A vida delta

Quando, em Março de 2020, surgiu a pandemia de Covid-19 e foi exigida de nós toda nossa sabedoria, empatia, coragem e paciência, demos o que tínhamos. Não era muito. A espécie humana que criou e, em sua maioria, escolheu viver em uma sociedade verticalizada, não é exatamente conhecida por sua bravura, preocupação com o próximo, inteligência e serenidade.

Quando a natureza pediu um prazo maior, talvez um ano, respirou-se fundo, mas encarou-se o desafio. O pavor com a quantidade de mortos nos deu reserva extra de paciência.

Fomos, então, viver o desafio de viver uma vida diferente, cheia de sacrifícios. Uma vida, digamos, beta.

Em jullho e agosto, o hemisfério norte havia passado seu primeiro verão dentro de casa, e não foi diferente com o sul. Carnavais, fossem da carne, fossem do mercado, foram trancafiados. Prometemos aguentar. Porque nada era mais importante do que salvar vidas. E porque de 2021 não passava.

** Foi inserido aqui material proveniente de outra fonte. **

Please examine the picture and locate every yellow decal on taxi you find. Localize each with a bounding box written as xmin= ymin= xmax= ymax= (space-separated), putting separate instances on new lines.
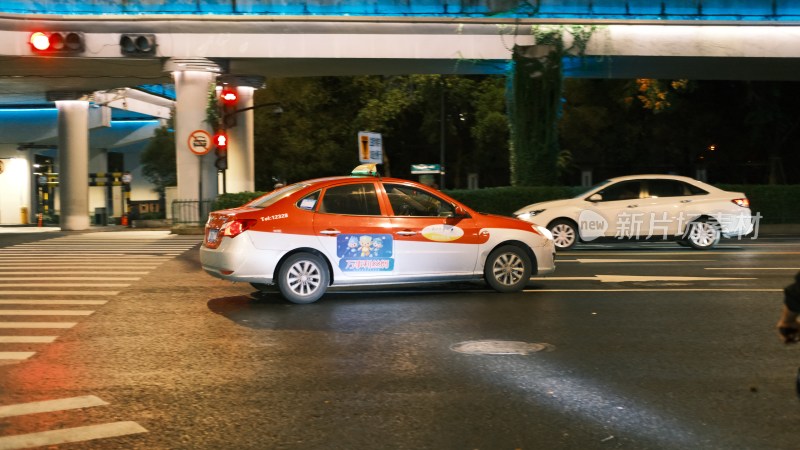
xmin=422 ymin=224 xmax=464 ymax=242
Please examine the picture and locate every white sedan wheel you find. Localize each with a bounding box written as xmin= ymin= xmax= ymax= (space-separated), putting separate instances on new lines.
xmin=686 ymin=220 xmax=721 ymax=250
xmin=550 ymin=220 xmax=578 ymax=250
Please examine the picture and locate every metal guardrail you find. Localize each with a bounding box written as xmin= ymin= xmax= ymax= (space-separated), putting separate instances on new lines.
xmin=172 ymin=200 xmax=213 ymax=225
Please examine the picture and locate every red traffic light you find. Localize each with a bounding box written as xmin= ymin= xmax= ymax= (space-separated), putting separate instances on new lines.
xmin=219 ymin=88 xmax=239 ymax=106
xmin=28 ymin=31 xmax=84 ymax=53
xmin=214 ymin=131 xmax=228 ymax=150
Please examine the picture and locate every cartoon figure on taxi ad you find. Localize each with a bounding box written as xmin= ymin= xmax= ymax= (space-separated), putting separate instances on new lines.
xmin=336 ymin=234 xmax=394 ymax=272
xmin=346 ymin=236 xmax=358 ymax=258
xmin=358 ymin=236 xmax=372 ymax=258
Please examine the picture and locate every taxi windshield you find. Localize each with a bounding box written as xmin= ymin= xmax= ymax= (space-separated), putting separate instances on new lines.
xmin=244 ymin=183 xmax=311 ymax=208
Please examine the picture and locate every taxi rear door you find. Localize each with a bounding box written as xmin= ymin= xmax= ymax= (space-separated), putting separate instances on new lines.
xmin=309 ymin=181 xmax=394 ymax=278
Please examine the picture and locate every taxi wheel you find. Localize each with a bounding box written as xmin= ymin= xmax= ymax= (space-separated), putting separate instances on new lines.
xmin=483 ymin=245 xmax=533 ymax=292
xmin=686 ymin=219 xmax=722 ymax=250
xmin=278 ymin=253 xmax=330 ymax=304
xmin=549 ymin=220 xmax=578 ymax=250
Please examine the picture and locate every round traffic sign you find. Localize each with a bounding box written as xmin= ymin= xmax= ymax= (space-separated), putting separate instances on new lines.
xmin=189 ymin=130 xmax=212 ymax=156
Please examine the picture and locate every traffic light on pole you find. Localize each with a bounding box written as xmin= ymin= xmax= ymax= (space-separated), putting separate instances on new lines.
xmin=119 ymin=34 xmax=156 ymax=56
xmin=28 ymin=31 xmax=85 ymax=55
xmin=219 ymin=86 xmax=239 ymax=128
xmin=214 ymin=130 xmax=228 ymax=170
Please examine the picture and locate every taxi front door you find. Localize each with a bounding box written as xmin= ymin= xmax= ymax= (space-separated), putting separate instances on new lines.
xmin=384 ymin=183 xmax=481 ymax=277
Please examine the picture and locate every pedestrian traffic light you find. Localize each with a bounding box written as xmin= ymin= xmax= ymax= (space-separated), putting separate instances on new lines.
xmin=219 ymin=87 xmax=239 ymax=106
xmin=119 ymin=34 xmax=156 ymax=56
xmin=28 ymin=31 xmax=85 ymax=55
xmin=214 ymin=130 xmax=228 ymax=150
xmin=219 ymin=86 xmax=239 ymax=128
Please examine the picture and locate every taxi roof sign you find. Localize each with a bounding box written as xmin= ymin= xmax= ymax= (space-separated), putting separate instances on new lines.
xmin=350 ymin=164 xmax=379 ymax=177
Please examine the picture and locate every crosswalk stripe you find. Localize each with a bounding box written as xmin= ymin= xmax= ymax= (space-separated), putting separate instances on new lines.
xmin=0 ymin=309 xmax=94 ymax=316
xmin=0 ymin=322 xmax=77 ymax=329
xmin=0 ymin=395 xmax=108 ymax=418
xmin=0 ymin=421 xmax=147 ymax=450
xmin=0 ymin=336 xmax=58 ymax=344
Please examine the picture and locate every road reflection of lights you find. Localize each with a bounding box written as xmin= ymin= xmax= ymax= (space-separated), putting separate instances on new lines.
xmin=475 ymin=356 xmax=700 ymax=448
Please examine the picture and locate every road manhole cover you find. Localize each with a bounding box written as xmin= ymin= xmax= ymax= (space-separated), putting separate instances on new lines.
xmin=450 ymin=340 xmax=553 ymax=355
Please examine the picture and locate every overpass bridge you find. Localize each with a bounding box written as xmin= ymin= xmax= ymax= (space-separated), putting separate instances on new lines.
xmin=0 ymin=0 xmax=800 ymax=229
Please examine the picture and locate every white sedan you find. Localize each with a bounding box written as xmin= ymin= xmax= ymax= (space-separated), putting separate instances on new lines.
xmin=514 ymin=175 xmax=753 ymax=250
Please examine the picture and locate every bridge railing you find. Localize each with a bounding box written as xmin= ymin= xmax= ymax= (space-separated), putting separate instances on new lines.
xmin=0 ymin=0 xmax=800 ymax=21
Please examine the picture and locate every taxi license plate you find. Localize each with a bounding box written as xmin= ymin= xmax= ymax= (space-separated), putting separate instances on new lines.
xmin=208 ymin=229 xmax=219 ymax=242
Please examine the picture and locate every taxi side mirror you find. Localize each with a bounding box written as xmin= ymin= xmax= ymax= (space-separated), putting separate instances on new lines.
xmin=445 ymin=205 xmax=469 ymax=219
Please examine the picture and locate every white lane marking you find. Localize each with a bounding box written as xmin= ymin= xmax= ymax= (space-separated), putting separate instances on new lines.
xmin=0 ymin=298 xmax=108 ymax=305
xmin=705 ymin=267 xmax=800 ymax=270
xmin=0 ymin=421 xmax=147 ymax=450
xmin=536 ymin=275 xmax=757 ymax=283
xmin=0 ymin=352 xmax=36 ymax=361
xmin=0 ymin=280 xmax=130 ymax=288
xmin=0 ymin=309 xmax=94 ymax=316
xmin=0 ymin=259 xmax=160 ymax=268
xmin=0 ymin=272 xmax=142 ymax=284
xmin=0 ymin=272 xmax=150 ymax=280
xmin=556 ymin=258 xmax=716 ymax=264
xmin=0 ymin=336 xmax=58 ymax=344
xmin=0 ymin=322 xmax=78 ymax=328
xmin=556 ymin=247 xmax=800 ymax=257
xmin=522 ymin=288 xmax=783 ymax=293
xmin=0 ymin=395 xmax=108 ymax=417
xmin=0 ymin=292 xmax=119 ymax=297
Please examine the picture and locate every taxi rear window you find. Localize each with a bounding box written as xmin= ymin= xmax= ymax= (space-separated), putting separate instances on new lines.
xmin=245 ymin=183 xmax=311 ymax=208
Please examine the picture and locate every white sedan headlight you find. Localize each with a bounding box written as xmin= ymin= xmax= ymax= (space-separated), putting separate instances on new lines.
xmin=517 ymin=209 xmax=544 ymax=222
xmin=533 ymin=225 xmax=553 ymax=241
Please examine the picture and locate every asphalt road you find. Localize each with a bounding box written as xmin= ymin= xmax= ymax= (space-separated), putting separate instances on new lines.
xmin=0 ymin=231 xmax=800 ymax=450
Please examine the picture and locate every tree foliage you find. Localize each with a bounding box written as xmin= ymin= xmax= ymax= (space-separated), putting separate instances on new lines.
xmin=141 ymin=126 xmax=178 ymax=198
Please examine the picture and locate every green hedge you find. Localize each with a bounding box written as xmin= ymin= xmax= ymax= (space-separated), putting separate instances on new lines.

Entramos o ano comemorando as vacinas e dando adeus aos meses ruins. Nos vacinamos e choramos, como se acabassemos sobrevivido a um genocídio no qual morreraram centenas de milhares de pessoas. Pensamos ter escapado.

Esquecemos que estava responsável por nos tirar dessa era o tal ser humano. Ele, e sua indestrutível capacidade de piorar o que deveria salvar.

Talvez se fosse por ela, a natureza, os vírus tivessem parado por aí. Mas veio o homem, e promoveu negacionismo, o fanatismo conservador, crises migratórias, genocídios, desmatamentos, e normalizou ainda mais o racismo e a violência de gênero. Dobrou a aposta para cima do planeta.

Então veio a variante Delta. E anunciou: nada de recreio. Vão todos ficar de recuperação durante ainda mais tempo.

Imediatamente, tudo acabou.

Com o fim da paciência, quem ainda estava otimista resignou-se. Ou entregou-se ao negacionismo, agora amplo e irrestrito à direita e à esquerda, e foi viver a sua vida.

Com o fim da sabedoria, veio o fim do medo.

Com o fim da empatia, configurou-se o que vivemos hoje: O pior momento da pandemia. Aquele em que já parecemos não ligar para ela. Nem para ninguém. Sequer para nós mesmos. Que vença o mais forte. Ou, no caso, o mais privilegiado.

Verticalidade. Hierarquia. A Covid-19 circula e transmuta-se em uma sociedade que se estrutura na ideia de que um é superior ao outro. Cor da pele, classe social e gênero como marcadores fundamentais deste sistema imunológico que protege apenas um tipo de gente.

Que não são, obviamente, índios e negros que, de cultura plena de sabedoria, empatia, coragem e paciência, não escolheram viver neste sistema. Foram trazidos à força para sustentá-lo.

Vivemos, hoje, uma outra vida. Não há mais esperança de volta para casa. Ela já não está mais lá. E, a cada dia que passa, aumenta a sensação de que tudo ainda vai piorar muito.

Vivemos, hoje, uma vida delta.

Índios e negros, que já a vivem há séculos e com ela foram obrigados a saber a lidar, não deveriam nos dar boas vindas.

Deviam é se vacinar contra nós, essa pandemia.